As the UK and Australian datasets were drawn from different populations and modeled with different fixed effects, the data were integrated through a meta-analysis. A fixed effect inverse variance meta-analysis was carried out on all approximately 11 M bins of the UK and Australian datasets, using GWAMA [61]. P-values were Bonferoni adjusted to correct for multiple testing. We only present results for DMRs that show no strong evidence for heterogeneity in the meta-analysis as evaluated by the Cochran’s Q statistic (Cochran’s Q P > 0.05) [62] and the I2 statistic (I2 < 0.75) [63].

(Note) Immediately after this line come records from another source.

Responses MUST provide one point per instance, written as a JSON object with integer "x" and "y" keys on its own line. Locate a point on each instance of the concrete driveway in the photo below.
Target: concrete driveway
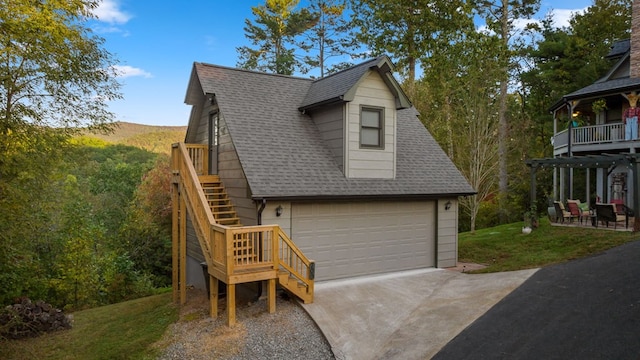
{"x": 407, "y": 315}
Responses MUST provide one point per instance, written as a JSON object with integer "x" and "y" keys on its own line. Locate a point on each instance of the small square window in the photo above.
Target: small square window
{"x": 371, "y": 128}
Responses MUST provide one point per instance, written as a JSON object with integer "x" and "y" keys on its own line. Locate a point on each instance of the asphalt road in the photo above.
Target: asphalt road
{"x": 583, "y": 309}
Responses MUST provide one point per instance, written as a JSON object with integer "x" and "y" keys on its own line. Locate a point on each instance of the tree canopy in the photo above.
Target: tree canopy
{"x": 277, "y": 23}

Replication in independent case-control cohort of 354 unrelated females

Differentially methylated genes identified in the meta-analysis of UK and Australian MZT pairs were evaluated with the existing scientific literature to select for likely MDD-related DMRs. Four DMRs were located within genes related to the pathology of MDD and selected for replication (see Results). For an independent case-control replication we included blood MeDIP-seq data of 354 unrelated, age-matched females from the EpiTwin project, 118 suffering from MDD and 236 controls. MeDIP-seq data of 118 cases and 236 controls were compared by t-test (RPM values of each 500 bp bin).

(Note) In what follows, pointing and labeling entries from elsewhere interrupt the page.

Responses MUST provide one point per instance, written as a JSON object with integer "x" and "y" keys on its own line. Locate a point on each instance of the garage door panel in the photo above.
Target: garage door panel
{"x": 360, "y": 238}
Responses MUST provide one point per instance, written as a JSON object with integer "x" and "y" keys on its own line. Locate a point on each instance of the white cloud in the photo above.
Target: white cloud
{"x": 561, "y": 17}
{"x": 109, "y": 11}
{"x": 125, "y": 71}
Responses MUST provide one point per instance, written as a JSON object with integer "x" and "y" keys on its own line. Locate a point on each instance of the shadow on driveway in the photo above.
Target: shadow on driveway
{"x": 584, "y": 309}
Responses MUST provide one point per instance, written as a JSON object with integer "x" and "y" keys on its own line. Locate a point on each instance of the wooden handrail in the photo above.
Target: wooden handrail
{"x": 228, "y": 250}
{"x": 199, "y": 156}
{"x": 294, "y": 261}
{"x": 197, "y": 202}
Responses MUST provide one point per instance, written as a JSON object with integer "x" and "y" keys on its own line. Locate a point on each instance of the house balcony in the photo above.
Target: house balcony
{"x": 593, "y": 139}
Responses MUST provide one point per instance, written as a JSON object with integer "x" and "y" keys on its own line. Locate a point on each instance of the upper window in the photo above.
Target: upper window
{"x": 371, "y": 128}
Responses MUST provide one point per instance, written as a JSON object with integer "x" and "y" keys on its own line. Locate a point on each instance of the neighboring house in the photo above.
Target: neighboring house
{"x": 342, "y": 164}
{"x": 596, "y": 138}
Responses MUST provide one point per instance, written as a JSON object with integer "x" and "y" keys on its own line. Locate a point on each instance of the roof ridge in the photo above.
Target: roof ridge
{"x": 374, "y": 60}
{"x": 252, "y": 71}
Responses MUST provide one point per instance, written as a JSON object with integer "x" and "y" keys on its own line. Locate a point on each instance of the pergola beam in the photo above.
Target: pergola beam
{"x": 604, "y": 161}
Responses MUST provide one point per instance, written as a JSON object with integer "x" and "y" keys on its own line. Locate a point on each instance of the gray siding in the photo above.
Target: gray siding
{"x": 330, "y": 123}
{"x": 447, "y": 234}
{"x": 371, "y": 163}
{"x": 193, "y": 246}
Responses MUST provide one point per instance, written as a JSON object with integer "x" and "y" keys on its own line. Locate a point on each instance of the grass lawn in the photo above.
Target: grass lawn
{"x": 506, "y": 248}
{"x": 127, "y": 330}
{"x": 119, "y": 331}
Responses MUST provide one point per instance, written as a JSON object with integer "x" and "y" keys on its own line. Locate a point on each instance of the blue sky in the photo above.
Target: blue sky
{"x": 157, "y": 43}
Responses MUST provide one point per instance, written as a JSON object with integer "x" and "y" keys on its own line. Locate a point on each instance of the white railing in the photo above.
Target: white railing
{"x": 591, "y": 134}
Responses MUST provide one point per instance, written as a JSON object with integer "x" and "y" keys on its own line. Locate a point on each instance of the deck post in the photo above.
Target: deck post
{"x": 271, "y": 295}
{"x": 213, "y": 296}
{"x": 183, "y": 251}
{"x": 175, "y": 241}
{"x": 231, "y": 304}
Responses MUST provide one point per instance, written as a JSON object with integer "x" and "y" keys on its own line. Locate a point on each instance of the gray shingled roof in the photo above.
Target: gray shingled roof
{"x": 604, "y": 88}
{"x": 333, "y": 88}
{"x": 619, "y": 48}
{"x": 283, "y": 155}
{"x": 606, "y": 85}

Postmortem brain expression data obtained from the UK Brain Expression Consortium

The four DMRs selected for replication were also compared with an independent expression dataset of 932 postmortem brain samples collected from the Edinburgh Brain Bank as part of the UK Brain Expression Consortium [64]. Expression data were generated with the Affymetrix GeneChip Human Exon 1.0 ST Array and the dataset contains 932 brain samples of 10 different brain regions obtained from 101 unrelated individuals (24 male and 77 female) aged from 16 to 83 years. The 10 brain regions are cerebellum, frontal cortex, hippocampus, medulla, occipital cortex, putamen, substantia niagra, temporal cortex, thalamus and intralobular white matter. The WGCNA R package was used to analyze the data for incidence of conserved co-expression gene networks [65].

Case-control MDD RNA-seq data

The cohort is of European ancestry and contains 463 individuals with recurrent MDD and 459 controls. A detailed description of RNA-sequence and phenotype data for this cohort is provided elsewhere [66, 67]. RNA-sequencing was performed using whole-blood, with an average yield of 70 million reads per individual (50 or 51 bp, single-ended). Reads were mapped to the NCBI v37 H. sapiens reference genome using TopHat [68].Gene expression data were directly obtained from the previous study on this cohort [66]. Gene-level expression was quantified using HTSeq [69]. Additionally, we used samtools mpileup to quantify reads at each exonic position within the gene [70]. Only uniquely aligned reads with base quality of at least 30 were used for quantification. We then aggregated reads within the start and end points of each distinct exon identified in ENSEMBL Homo sapiens gene annotation, and normalized by the total read depth of each library. Total gene expression and exon expression of ZBTB20 were tested for association with MDD status. Associating testing followed the procedure reported previously for this cohort: a logistic regression likelihood ratio test was used to test for association between expression levels and MDD status while accounting for environmental, demographic, and medication intake covariates [66]. The list of covariates include age, gender, BMI, smoking status, cholesterol and blood pressure medication intake indicators. Genotype, raw RNA-seq, quantified expression, and covariate data are available by application through the NIMH Center for Collaborative Genomic Studies on Mental Disorders. Instructions for requesting access to data can be found at NIMH Repository and Genomics Resource [71] and inquiries should reference the 'Depression Genes and Networks study' (D Levinson, PI) [66].